本稿は、北海学園大学人文学部田中綾ゼミ「『お仕事小説』を読む」における発表資料の一部です。
今回の担当は、3年生(2023年現在)のO・Kさんです。
新庄耕『狭小邸宅』、集英社文庫、2015年(単行本は2013年)
【帯文】 現役不動産営業マン共感!(30代男性)
この業界に入り立ての時はこんな感じでした。不動産のセオリーだと思います。
https://www.shueisha.co.jp/books/items/contents.html?isbn=978-4-08-745283-9&mode=1
【キーワード】不動産営業/狭小住宅(ペンシルハウス)/特別でもなんでもない
【お仕事】不動産会社営業
【主人公の雇用形態】
正職員/非正規職員/契約社員/派遣社員/アルバイト・フリーター/その他
【あらすじ】
明確な目的を持たずに不動産会社に就職した松尾。「売上」が全て、上司からの暴言、暴力は当たり前、そんな過酷な労働環境に翻弄され、結果を出せずにいた松尾は別の支店に異動させられる。そんなある日、幸運にも会社が手を焼いていた物件を売ったことで、周囲から認められ始める。着実に不動産営業としてのスキルを上げていく松尾だが、新たな問題に直面する。

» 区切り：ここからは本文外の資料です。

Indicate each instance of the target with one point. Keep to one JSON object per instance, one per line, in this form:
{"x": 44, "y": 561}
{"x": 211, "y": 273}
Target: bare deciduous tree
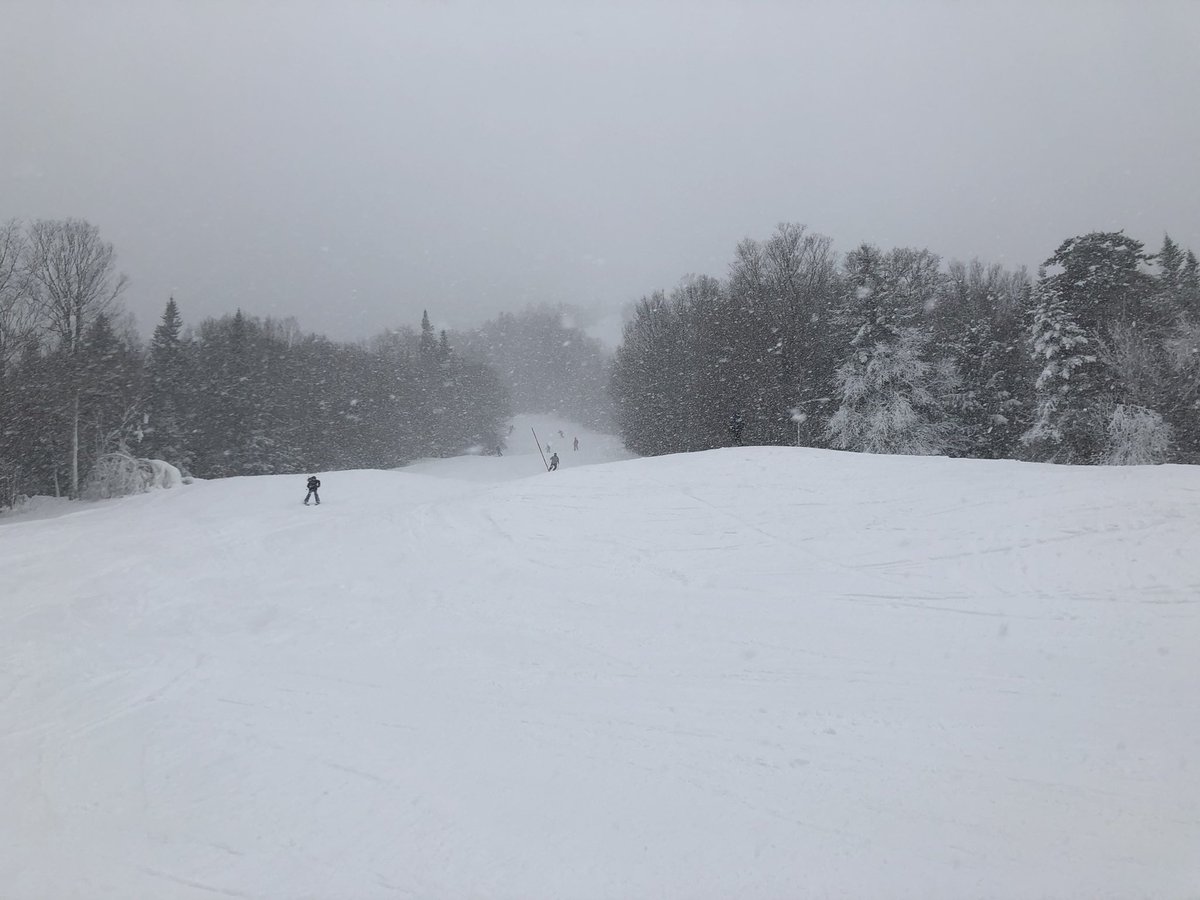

【こんな読者層におススメ!】営業の世界を少しでも知りたい人
【作者について】1983年東京都生まれ。慶応義塾大学環境情報学部卒業。2012年、第36回すばる文学賞を受賞した『狭小邸宅』にてデビュー。著書には『カトク 過重労働撲滅特別対策班』『サーラレーオ』『ニューカルマ』『地面師たち』がある。
【出版情報】『狭小邸宅』集英社、2013年⇨2015年、集英社文庫で文庫化。
【時代】明確な描写が無いため不明(2010年辺りではないかと思われる)
【場所】東京都渋谷区⇨東京都世田谷区
【章立て】全5章
【語り】一人称/二人称/三人称
【初読時間】3時間程度
【お仕事小説のパターンチェック】
①希望の職種・部署ではなかった 「YES/NO/どちらでもない」
②当初、意地悪な人間や敵に悩まされる 「YES/NO/どちらでもない」
③「バディもの/チームもの/個人プレイもの/その他」
④同僚や上司に助けられる 「YES/NO/どちらでもない」
⑤最終的にやりがいや成長につながる 「YES/NO/どちらともいえない」
⑥読者を励まし、明日も働く意欲を与える 「YES/NO/どちらともいえない(ラストで考えさせられるので、問題提起型)/読者による」
【登場人物】
(主人公と、その家族)
松尾(まつお):本作の主人公。特に理由もなく不動産会社に就職した。はじめは、家を売れない無能社員として社内で冷遇される。途中、駒沢支店に左遷されることとなり、そこで豊川という課長に出会ったことをきっかけに、営業マンとしてのレベルが上がっていく。
(職場関係)
中田:松尾の同僚。松尾と同様に上司にハラスメントを受けている。
木村:新入社員。新人のため顧客が全然取れず、上司たちからハラスメントを受けている。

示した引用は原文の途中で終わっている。